De la teoría a la práctica hay siempre una distancia considerable. Una cosa es decir que queremos seguir a Jesús, que queremos ser como él, imitarle en sus actitudes y estilo de vida y otra ponernos realmente en camino, andar cada paso, subir las cuestas y sudar cuando el sol está alto o cuando la lluvia arrecia y el viento dificulta caminar.
En el Evangelio de hoy aparecen los fariseos. Se oponen a Jesús. Imagino que sentirían que les quitaba la parroquia de seguidores. Y le tratan de vencer a través de las ideas. Por eso, sacan a su Goliat particular: uno de ellos que era más experto que los demás en la Ley, que sabía más que todos, que tenía buena lengua, que era más listo. Estarían convencidos de que Jesús no sabría responder a su pregunta: “¿Cuál es el mandamiento principal de la Ley?”
No era una cuestión baladí. Entre las normas que hay en los libros del Antiguo Testamento y los comentarios que se habían ido haciendo, las normas se habían multiplicado y ser un judío devoto era más una cuestión de manual, de cumplir fielmente una multitud de normas que de corazón. De tanto fijarse en las normas, en las leyes, en las reglas, en lo que no se podía hacer y en lo que había que hacer, se habían olvidado el por qué de todas esas normas y leyes. Y estaban cayendo en el peligro de cumplir por cumplir. Son poner el corazón en ello.
A nosotros los cristianos nos puede pasar algo parecido cuando, por ejemplo, vamos a misa los domingos porque es obligatorio. Y terminamos estando allí como palos de escoba. Porque hay que estar. Y se nos olvida que la eucaristía es la fiesta de la comunidad que escucha la Palabra, que comparte el Pan, que celebra su fe y su fraternidad abierta a todos. Y que sin esto, lo de estar presente como un pasmarote no vale para mucho.

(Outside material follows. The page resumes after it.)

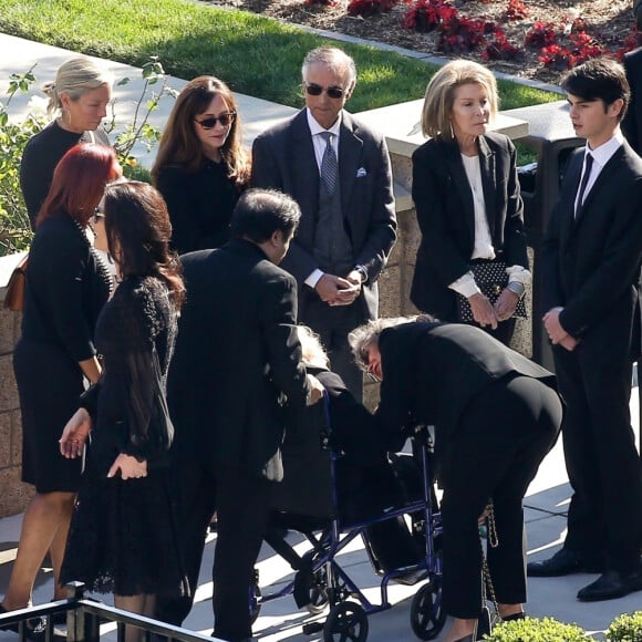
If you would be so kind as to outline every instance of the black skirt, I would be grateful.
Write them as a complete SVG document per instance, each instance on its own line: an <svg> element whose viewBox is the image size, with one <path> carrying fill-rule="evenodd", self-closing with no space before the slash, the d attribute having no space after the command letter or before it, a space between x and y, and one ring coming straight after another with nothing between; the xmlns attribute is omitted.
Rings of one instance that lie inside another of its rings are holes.
<svg viewBox="0 0 642 642"><path fill-rule="evenodd" d="M22 482L38 493L75 493L82 460L63 457L59 439L84 390L79 364L58 346L20 339L13 372L22 413Z"/></svg>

Pero Jesús no era hombre que se callase. Además, tenía las ideas muy claras. Sabía que mandamiento no hay más que uno. Lo demás son todo comentarios accidentales. El gran mandamiento es el amor. No hay más. Dios es amor. Y, si nos queremos parecer a él, ser como él, cumplir su ley, lo que tenemos que hacer es amar. En todo momento. En todo lugar. A todos. Sin dejar a nadie fuera. Lo demás, ya digo, son corolarios. Están bien pero nunca pueden hacer que se nos olvide lo fundamental: amar.
Claro que amar no es esa especie de cuestión romántica, de sentimiento. Amar es el compromiso real y concreto por el bien de los hermanos. Amar es dar la vida. Se concreta de muchas maneras: desde preparar la comida a la familia con cuidado y cariño hasta sacar la basura cuando toca, pasando por ayudar al hermano necesitado o participar en la vida pública promoviendo la justicia para todos. Todo esto es amar. Y es lo único que tenemos que hacer.